Welcome to December (in a few hours)! That means it's finally cookie season, yay! I've been doing a Christmas Cookie Exchange (on the years that we don't travel) since 1993. It is such a tradition in my family. I thought I would give you guys a few of my favorite cookie and dessert recipes to get this month started off right!

Also, stay tuned for some fun cookie TV segments coming soon. I have some great news that I can't wait to share with all of you. Until then, happy baking!

I love to combine a shortbread cookie with a turtle cheesecake bar, this one is my Ritzy Rich Bars. These are delicious and decadent.
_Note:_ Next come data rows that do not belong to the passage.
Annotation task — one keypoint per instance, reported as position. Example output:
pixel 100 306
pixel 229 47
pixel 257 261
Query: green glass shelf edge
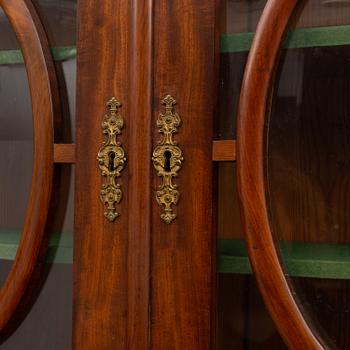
pixel 61 53
pixel 60 249
pixel 298 38
pixel 315 260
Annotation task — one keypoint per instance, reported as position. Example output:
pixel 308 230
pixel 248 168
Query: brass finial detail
pixel 111 159
pixel 167 159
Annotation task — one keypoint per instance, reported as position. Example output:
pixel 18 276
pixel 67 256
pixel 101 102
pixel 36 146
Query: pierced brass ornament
pixel 111 159
pixel 167 159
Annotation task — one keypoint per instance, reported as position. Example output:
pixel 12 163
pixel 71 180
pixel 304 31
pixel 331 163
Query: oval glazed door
pixel 293 154
pixel 44 102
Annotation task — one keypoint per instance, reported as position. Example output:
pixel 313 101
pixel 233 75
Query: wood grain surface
pixel 182 252
pixel 45 107
pixel 224 151
pixel 111 272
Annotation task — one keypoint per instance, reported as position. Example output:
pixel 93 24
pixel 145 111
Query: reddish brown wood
pixel 64 153
pixel 111 272
pixel 254 105
pixel 182 252
pixel 43 89
pixel 140 94
pixel 224 151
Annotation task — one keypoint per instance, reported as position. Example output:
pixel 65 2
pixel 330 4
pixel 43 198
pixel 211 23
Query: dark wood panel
pixel 182 252
pixel 254 105
pixel 21 280
pixel 111 273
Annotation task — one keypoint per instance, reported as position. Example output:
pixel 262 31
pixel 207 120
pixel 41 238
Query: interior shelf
pixel 316 260
pixel 60 247
pixel 298 38
pixel 61 53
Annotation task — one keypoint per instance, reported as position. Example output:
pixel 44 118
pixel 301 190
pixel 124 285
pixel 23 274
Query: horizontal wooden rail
pixel 224 151
pixel 64 153
pixel 298 38
pixel 316 260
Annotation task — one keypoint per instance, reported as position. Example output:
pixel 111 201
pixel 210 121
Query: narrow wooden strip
pixel 224 151
pixel 313 260
pixel 299 38
pixel 64 153
pixel 61 53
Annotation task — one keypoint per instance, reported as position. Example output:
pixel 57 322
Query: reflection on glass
pixel 243 321
pixel 308 172
pixel 16 142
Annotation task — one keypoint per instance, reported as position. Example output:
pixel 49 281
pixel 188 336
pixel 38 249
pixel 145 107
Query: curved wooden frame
pixel 254 105
pixel 44 96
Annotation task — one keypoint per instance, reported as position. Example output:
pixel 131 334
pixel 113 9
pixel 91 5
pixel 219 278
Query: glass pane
pixel 243 321
pixel 48 322
pixel 307 168
pixel 16 142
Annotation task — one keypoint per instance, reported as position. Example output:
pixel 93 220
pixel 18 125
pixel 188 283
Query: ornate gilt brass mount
pixel 167 159
pixel 111 159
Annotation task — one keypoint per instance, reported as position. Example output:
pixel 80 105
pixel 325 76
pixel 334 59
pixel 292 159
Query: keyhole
pixel 111 157
pixel 167 164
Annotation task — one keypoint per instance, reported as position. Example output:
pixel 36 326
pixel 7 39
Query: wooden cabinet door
pixel 141 282
pixel 292 135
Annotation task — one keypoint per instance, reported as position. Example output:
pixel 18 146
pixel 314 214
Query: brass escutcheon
pixel 167 159
pixel 111 159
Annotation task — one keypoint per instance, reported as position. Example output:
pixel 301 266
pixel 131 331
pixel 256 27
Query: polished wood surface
pixel 254 105
pixel 45 106
pixel 224 151
pixel 111 272
pixel 64 153
pixel 182 252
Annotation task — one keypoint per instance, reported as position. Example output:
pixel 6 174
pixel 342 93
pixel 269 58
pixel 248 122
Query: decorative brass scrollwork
pixel 167 159
pixel 111 159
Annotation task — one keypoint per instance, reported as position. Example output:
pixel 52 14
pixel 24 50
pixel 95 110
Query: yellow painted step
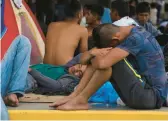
pixel 87 115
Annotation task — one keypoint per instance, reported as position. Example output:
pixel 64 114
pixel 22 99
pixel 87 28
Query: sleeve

Ritzy Rich Bars (Shortbread-Cookie Cheesecake Turtle Bars)

Serves 12

My Ritzy Rich Bars are decadent, buttery and delicious. They are a shortbread-cookie cheesecake turtle bar. These are amazing and delicious!

Shortbread Crust

2 sticks unsalted butter, softened

1/2 cup sugar

2 cups finely ground and sifted Ritz crackers (approximately 2 sleeves)

1 teaspoon vanilla extract


2 (8-ounce) packages cream cheese, softened

1 cup sugar

3/4 cup sour cream

2 eggs, room temperature

1/2 cup flour

2 teaspoons vanilla extract


¼ cup caramel

¼ chocolate syrup or hot fudge

¼ cup chopped pecans

Preheat oven to 325ºF. Line a 9-by-13-inch pan with parchment paper.


Using an electric stand mixer with a paddle attachment, cream together butter and sugar on high speed until creamy. Add crackers and vanilla, and continue to beat together until thoroughly

combined. Press mixture into lined pan, and press down for even distribution.


Cream together cream cheese and sugar until light and fluffy. Add sour cream, eggs, flour and

vanilla until well-combined. Spread cheesecake mixture over shortbread cookie crust and bake on the bottom rack for 45 minutes, then transfer to the top rack and bake for 5 to 10 more minutes, or until a toothpick inserted into the center comes out clean.


Cool the cheesecake in the refrigerator for at least 3 hours. When ready to serve, drizzle with caramel, chocolate syrup or hot fudge and pecans. Cut into 12 bars. Refrigerate any leftovers.

Another holiday tradition in our family is making Golden Cadillac Shakes.

Golden Cadillac Shakes

with Chocolate Ganache & Graham Cracker-Toffee S'more Skewers

Serves 4

Golden Cadillac Shakes

Serves 4

2 ounces Galliano

2 ounces white crème de cocoa

1 pint vanilla ice cream


Chocolate syrup

Blend together Galliano, white crème de cocoa and ice cream. Drizzle chocolate syrup over the inside of 4 glasses, then pour equal amounts of the ice cream mixture into each glass.


For a mocktail version, replace Galliano and white crème de cocoa with ¼ cup of malted milk powder and ⅓ cup milk.

Chocolate Ganache & Graham Cracker-Toffee S’more Skewers

Serves 4

2 graham crackers

2 tablespoons toffee pieces

Chocolate Ganache

1 cup semi-sweet chocolate chips

½ cup heavy cream

4 regular-size marshmallows

4 cocktail skewers (at least TK inches in length)

Place graham crackers and toffee pieces in a food processor and finely grind.

Add chocolate to a medium-size bowl. In a small saucepan, bring cream to a slow boil, then pour over chocolate and let sit for 5 minutes. Whisk together chocolate and cream to make chocolate ganache.

Thread 1 marshmallow onto each skewer. Dip marshmallow into the chocolate ganache and sprinkle with some graham cracker-and-toffee mixture. Let cool. Repeat process for remaining skewers. Serve with Golden Cadillac Shakes.


Refrigerate any leftover ganache. The cold ganache makes delicious truffles: Simply roll a small amount of ganache into a ball, then roll in the crushed graham crackers and toffee mixture.